I'd be interested in the outcome of saving the message's source and searching that file for one of these ghost words.
ctrl+u to see the source, ctrl+a to select it all, ctrl+c to copy. Paste it (ctrl+v) into a new text document in notepad, wordpad or your word processor, and search it for the offending word. That way we'll know if it really is being discovered inside an encoded image.
That would be interesting and valuable software that can identify twits just from their pictures. ;-)
Your conclusion holds, I made the same search, body contains jfkl and got one hit. Searching in this mail, the only hit was within the embedded image.
So your Q stands, how to exclude embedded attachments from getting searched.
I ran various experiments.
1. I have two accounts set up in Thunderbird. I sent an email from one account to the other with an image as an attachment.
2. I repeated the above except that the image (same one) was embedded in the body of the email (copied and pasted).
I then ran a search of the sent mail in the first account, and the inbox in the second account, for a random three-letter text string. There was a hit, but only in the _embedded_ email. I opened up the source so that I could view the alphanumeric code for the image, and not surprisingly saw dozens of instances of the text string. I then did the same for the email with the image _attached_, and again saw dozens of instances. For whatever reason, however, the search only showed hits in the emails with the embedded image.
However, when I tried sending the emails with the same image from non-Thunderbird interfaces (gmail, and a mail client [Eudora]) to one of the Thunderbird accounts, I got no hits.
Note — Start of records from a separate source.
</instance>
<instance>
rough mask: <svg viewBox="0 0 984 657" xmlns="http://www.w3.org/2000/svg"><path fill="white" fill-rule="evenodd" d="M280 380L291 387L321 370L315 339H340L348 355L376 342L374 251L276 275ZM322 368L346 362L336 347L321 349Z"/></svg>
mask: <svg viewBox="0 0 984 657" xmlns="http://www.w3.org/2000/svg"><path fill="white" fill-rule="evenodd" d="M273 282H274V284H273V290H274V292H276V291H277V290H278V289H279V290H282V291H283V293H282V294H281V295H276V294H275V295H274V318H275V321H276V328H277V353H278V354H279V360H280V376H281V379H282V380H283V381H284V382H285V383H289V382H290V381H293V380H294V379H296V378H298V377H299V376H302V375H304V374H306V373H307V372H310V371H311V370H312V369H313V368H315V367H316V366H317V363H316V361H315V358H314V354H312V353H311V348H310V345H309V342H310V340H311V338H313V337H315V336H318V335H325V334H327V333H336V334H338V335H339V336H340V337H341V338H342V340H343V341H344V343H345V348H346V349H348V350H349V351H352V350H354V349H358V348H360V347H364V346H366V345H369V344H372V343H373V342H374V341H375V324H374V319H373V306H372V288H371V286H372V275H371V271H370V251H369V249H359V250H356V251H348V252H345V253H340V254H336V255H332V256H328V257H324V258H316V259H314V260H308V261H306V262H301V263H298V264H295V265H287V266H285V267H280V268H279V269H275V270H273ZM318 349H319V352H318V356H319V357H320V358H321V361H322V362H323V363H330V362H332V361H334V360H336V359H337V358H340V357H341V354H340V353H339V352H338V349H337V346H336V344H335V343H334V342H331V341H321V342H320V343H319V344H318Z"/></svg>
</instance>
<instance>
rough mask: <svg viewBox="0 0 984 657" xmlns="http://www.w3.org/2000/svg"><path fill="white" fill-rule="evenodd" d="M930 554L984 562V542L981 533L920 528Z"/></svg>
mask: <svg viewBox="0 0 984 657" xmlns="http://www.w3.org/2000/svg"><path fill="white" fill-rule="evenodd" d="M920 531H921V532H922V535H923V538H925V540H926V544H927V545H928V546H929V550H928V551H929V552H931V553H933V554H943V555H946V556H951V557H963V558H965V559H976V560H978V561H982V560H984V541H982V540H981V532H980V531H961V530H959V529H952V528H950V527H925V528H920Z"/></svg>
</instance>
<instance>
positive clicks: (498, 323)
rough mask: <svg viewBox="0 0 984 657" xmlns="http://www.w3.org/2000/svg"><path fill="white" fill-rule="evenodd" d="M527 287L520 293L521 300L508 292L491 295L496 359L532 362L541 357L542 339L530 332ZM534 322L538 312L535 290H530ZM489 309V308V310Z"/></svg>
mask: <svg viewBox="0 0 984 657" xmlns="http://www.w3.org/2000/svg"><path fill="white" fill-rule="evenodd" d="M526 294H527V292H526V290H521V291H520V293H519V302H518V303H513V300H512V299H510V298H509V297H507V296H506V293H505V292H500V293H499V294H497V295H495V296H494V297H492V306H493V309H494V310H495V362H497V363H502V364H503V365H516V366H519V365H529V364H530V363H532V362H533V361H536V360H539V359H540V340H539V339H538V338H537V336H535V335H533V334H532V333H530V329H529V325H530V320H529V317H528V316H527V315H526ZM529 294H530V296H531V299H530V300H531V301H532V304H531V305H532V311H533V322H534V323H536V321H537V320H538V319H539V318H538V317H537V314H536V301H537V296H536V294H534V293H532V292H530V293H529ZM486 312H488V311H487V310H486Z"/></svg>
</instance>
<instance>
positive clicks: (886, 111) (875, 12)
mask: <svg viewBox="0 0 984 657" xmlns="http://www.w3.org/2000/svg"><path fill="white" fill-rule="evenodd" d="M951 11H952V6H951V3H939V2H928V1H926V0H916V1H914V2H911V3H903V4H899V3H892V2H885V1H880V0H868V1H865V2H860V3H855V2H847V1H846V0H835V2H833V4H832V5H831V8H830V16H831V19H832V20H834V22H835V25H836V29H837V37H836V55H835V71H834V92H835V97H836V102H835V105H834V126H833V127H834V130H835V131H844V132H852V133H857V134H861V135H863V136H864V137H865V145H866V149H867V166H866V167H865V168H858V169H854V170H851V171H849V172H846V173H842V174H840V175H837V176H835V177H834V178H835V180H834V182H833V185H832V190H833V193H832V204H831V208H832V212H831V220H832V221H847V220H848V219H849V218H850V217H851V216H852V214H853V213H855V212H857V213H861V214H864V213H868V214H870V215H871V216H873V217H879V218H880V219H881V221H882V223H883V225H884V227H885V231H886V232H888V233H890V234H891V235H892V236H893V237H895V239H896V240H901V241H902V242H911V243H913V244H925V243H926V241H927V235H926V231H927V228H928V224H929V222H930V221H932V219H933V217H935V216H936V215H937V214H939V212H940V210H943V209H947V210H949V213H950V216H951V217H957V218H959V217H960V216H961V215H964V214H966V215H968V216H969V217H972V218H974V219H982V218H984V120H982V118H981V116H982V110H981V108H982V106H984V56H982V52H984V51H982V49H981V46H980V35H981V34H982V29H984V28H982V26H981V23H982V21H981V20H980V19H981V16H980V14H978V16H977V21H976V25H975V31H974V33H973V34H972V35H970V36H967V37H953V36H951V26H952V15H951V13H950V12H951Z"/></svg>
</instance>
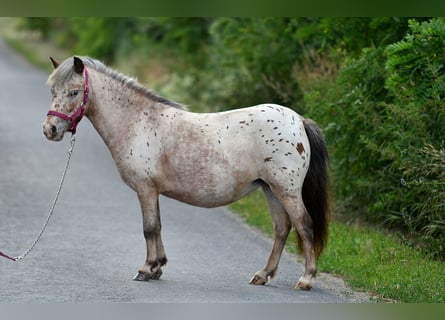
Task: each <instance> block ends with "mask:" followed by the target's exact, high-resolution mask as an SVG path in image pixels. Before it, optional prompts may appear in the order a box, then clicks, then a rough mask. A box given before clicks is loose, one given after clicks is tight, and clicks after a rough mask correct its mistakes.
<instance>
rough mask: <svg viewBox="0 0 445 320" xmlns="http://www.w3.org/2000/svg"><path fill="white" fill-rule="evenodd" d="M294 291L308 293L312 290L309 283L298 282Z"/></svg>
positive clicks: (310, 286) (299, 281)
mask: <svg viewBox="0 0 445 320" xmlns="http://www.w3.org/2000/svg"><path fill="white" fill-rule="evenodd" d="M295 289H298V290H304V291H309V290H311V289H312V285H311V284H310V283H305V282H303V281H298V283H297V285H296V286H295Z"/></svg>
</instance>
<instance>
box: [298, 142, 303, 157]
mask: <svg viewBox="0 0 445 320" xmlns="http://www.w3.org/2000/svg"><path fill="white" fill-rule="evenodd" d="M297 151H298V153H299V154H302V153H303V152H304V146H303V144H302V143H301V142H299V143H297Z"/></svg>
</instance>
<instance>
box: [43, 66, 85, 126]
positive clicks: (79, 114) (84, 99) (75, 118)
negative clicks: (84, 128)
mask: <svg viewBox="0 0 445 320" xmlns="http://www.w3.org/2000/svg"><path fill="white" fill-rule="evenodd" d="M83 73H84V77H85V90H84V92H83V101H82V103H81V105H80V106H79V108H77V110H76V111H74V113H73V114H72V115H70V116H67V115H66V114H64V113H61V112H58V111H53V110H50V111H48V113H47V115H48V116H56V117H59V118H61V119H63V120H66V121H68V122H69V123H70V124H71V128H70V129H69V130H68V131H69V132H72V134H75V133H76V128H77V125H78V124H79V122H80V120H82V118H83V114H84V113H85V105H86V104H87V103H88V94H89V93H90V87H89V84H88V71H87V68H85V67H84V68H83Z"/></svg>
But I suspect certain other email interfaces such as Apple Mail - which I don't have and can't experiment with - can result in hits when received in my Thunderbird accounts.
There are, of course, some very simple workarounds for the original problem, if you have it at all. Very long words will probably not result in false hits due to correspondingly long odds against it. For searches of short words, add a second rule where the body of the message does NOT contain the text string zq. The latter would virtually never appear in normal text, but would be present in virtually any image.